Lee and the TigerBelly company alleged that Wondery committed a breach of contract when they canceled a multi-year ad sales and distribution deal for TigerBelly, claiming that Wondery was “under pressure to cut expenses and roll back its financial commitments” when it sent TigerBelly a termination notice in early April, shortly after the Tijuana controversy drew national attention. According to Lee, the notice cited a breach of a “morals clause,” which he and TigerBelly believe to be a distraction intended to obfuscate Wondery’s attempts to get out of an expensive deal during an economic downturn.

Since the Tijuana controversy went viral in March, Lee has made public apologies for the anecdote, claiming on an April 5 episode of TigerBelly that the entire story was a complete fabrication stitched together from multiple different stand-up bits he’s told at different points in his career. It is unclear whether Wondery sent TigerBelly the termination notice for their 39-month contract before or after the apology, but, regardless, Lee and his company claim that the grounds of the termination are unlawful — according to Lee, he never agreed to a “morals clause.”

Morals clauses are provisions within a contract to curtail behavior that could create scandal and reputational damage for the parties involved.

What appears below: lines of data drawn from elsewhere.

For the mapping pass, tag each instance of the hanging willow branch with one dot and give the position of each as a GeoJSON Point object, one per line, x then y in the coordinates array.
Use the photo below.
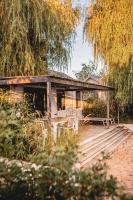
{"type": "Point", "coordinates": [35, 34]}
{"type": "Point", "coordinates": [109, 27]}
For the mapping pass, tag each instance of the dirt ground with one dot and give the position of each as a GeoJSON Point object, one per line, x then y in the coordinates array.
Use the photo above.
{"type": "Point", "coordinates": [121, 164]}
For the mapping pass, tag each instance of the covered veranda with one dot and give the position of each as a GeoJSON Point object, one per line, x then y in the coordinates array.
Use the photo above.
{"type": "Point", "coordinates": [47, 83]}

Lee’s lawsuit does not dispute Wondery’s supposed assertions that Lee breached the morals clause by telling the story repeatedly for almost a decade — it simply says that Lee never signed one in the first place, and that Wondery would have known about the Tijuana tale when they agreed to terms in December 2022. Lee and TigerBelly intend to take the case to trial, seeking multiple millions of dollars in damages.